August 2009 Current Events: World News

U.S. News | Business/Science News

Here are the key events in world news for the month of August 2009.

  • N. Korea Pardons Imprisoned American Journalists (Aug. 4): The government of North Korea pardons two imprisoned American journalists after former president Bill Clinton visits the country and its president, Kim Jong-il. Laura Ling and Euna Lee were arrested in March and sentenced in June to 12 years in prison for "illegal entry" into the country. Clinton agreed in late July to travel to North Korea on a humanitarian mission to free the two women.
  • Mahmoud Ahmadinejad Inaugurated as President of Iran (Aug. 5): Controversial president Mahmoud Ahmadinejad begins his second term after the June election that was widely condemned as rigged in Ahmadinejad's favor. The vote set off protests that resulted in mass arrests of opposition figures, journalists, and lawyers.
  • Taliban Leader Reportedly Killed (Aug. 5): Baitullah Mehsud, the leader of the Taliban in Pakistan, is believed to have been killed by a C.I.A. drone strike in South Waziristan, a remote region of the country. The assassination of Benazir Bhutto, the former prime minister of Pakistan, the terrorist attack on the Marriott Hotel in Islamabad, Pakistan in Sept. 2008, and dozens of other suicide bombings have been attributed to Mehsud.
  • Storm Sweeps Through Southeast Asia (Aug. 10): Typhoon Morakot, which started in the Philippines, causes a mudslide in a rural mountain village in southern Taiwan that buries schools, homes, and possibly 600 people. The storm, which unleashed more than 80 inches of rain in three days, forces the evacuation of about 1 million people in southern China. Total number of casualties is not known.
  • Large-Scale Bombings Kill 95 in Baghdad (Aug. 19): Two massive bomb attacks kill at least 95 and wounds over 600 in Baghdad, Iraq.
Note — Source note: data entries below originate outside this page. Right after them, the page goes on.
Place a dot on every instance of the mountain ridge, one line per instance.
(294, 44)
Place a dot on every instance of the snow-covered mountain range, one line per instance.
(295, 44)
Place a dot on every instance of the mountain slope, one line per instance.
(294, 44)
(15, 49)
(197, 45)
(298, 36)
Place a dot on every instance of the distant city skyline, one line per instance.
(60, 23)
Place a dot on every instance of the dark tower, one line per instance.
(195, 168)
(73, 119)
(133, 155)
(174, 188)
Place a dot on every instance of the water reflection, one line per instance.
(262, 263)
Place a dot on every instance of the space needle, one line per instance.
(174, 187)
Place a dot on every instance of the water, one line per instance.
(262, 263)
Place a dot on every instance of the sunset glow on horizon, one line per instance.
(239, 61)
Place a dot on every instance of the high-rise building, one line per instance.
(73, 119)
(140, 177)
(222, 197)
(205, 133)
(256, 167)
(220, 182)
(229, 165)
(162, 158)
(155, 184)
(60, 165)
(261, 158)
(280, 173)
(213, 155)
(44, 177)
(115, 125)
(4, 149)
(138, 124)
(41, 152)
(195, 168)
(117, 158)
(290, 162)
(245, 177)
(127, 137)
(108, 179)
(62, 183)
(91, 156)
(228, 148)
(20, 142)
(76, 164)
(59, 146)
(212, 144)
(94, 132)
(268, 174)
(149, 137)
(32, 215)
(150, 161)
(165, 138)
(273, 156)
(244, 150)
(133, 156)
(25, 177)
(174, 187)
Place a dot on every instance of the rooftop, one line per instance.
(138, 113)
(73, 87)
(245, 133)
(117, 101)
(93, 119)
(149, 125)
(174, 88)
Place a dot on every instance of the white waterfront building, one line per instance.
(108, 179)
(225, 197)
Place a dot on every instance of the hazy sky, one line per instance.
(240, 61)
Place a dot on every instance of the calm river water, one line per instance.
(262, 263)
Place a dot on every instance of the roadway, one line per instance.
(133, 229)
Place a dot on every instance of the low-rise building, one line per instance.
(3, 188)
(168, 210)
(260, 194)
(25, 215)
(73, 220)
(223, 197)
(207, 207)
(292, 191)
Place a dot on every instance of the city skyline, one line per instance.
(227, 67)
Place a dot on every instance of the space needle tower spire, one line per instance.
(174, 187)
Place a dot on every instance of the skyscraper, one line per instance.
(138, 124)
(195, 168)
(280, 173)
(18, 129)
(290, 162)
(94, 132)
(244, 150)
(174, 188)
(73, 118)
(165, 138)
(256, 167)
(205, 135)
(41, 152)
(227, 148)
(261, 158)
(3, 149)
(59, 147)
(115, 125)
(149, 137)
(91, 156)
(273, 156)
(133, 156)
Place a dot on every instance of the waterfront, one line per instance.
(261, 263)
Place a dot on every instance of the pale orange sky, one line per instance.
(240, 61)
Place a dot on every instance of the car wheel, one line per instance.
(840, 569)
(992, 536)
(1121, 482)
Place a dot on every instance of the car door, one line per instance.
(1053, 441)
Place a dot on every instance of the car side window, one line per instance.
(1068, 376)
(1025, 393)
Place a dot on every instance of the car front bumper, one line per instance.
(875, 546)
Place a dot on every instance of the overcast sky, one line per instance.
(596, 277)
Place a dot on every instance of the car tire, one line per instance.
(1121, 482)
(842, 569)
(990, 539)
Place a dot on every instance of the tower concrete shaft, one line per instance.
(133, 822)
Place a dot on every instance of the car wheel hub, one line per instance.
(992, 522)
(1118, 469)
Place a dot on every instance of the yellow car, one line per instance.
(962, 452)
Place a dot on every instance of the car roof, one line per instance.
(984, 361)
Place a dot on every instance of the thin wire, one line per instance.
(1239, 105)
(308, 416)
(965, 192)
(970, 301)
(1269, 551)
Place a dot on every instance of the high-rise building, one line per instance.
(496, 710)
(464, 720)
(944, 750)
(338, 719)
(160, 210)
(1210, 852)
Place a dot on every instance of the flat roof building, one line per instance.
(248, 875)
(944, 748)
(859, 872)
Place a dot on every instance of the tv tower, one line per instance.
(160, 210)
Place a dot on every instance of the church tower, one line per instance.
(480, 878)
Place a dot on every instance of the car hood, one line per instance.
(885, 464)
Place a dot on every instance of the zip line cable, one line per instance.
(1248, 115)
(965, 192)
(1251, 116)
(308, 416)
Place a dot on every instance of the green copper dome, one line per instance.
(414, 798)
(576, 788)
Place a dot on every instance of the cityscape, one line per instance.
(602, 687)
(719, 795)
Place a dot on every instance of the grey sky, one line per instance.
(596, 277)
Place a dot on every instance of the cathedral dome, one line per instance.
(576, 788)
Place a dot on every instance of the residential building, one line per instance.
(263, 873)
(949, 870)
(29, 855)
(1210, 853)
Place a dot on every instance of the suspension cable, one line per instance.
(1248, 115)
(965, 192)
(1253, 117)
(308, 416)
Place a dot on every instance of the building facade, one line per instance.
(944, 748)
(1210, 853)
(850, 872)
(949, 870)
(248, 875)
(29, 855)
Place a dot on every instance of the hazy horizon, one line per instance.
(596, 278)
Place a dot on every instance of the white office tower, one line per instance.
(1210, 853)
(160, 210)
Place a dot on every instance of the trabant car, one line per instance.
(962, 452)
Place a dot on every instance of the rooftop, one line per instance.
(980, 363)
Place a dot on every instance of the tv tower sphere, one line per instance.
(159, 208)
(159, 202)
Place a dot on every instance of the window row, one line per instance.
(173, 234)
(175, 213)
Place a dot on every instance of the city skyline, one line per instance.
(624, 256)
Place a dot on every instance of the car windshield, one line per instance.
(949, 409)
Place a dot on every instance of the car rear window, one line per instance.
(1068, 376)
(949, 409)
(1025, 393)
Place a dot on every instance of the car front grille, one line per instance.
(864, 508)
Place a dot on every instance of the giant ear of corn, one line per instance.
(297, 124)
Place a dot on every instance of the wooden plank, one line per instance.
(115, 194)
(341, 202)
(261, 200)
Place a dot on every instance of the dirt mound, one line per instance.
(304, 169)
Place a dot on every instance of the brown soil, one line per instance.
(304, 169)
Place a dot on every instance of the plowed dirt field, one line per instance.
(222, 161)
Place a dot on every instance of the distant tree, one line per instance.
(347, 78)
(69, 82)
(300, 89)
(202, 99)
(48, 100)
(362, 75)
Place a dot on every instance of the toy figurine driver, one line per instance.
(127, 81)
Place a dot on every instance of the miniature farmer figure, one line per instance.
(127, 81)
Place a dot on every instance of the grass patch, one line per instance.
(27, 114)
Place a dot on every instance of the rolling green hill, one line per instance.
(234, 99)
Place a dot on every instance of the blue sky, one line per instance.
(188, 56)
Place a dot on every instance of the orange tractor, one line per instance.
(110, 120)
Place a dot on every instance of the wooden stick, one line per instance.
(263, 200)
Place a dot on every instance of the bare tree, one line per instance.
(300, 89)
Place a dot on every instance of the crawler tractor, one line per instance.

Though violence has been escalating in recent weeks, this is the worst attack in the region since the U.S. military ceded control of the country's security back to its government on June 30.
  • Lockerbie Terrorist Released to Libya on Compassionate Grounds (Aug. 20): Abdel Basset Ali al-Megrahi, the Libyan terrorist convicted of bombing of Pan Am Flight 103, which exploded over Lockerbie, Scotland in 1988 and killed 270 people, is freed from prison on compassionate grounds by Scotland's justice minister, Kenny MacAskill. Megrahi is suffering from terminal prostate cancer and is expected to die within three months. The White House opposes this decision, stating that Megrahi should finish his sentence in Scotland. There were 189 Americans on the Pan Am flight; the bombing is the worst act of terrorism in British history. Megrahi was convicted of murder in 2001.
  • Japan's Democratic Party Ousts Liberal Democrats from Power (Aug. 30): Japan's opposition party, the Democrats, win in a landslide over the ruling Liberal Democrats, who have been in power nearly uninterrupted for a half-century. The Democratic Party increases its number of seats from 119 to 308, while the Liberal Democrats slide from 296 seats to 119. Yukio Hatoyama, who will become prime minister, has promised to lift Japan out of economic stagnation and a culture of corruption—malaise widely credited with sparking the popular backlash against the Liberal Democrats.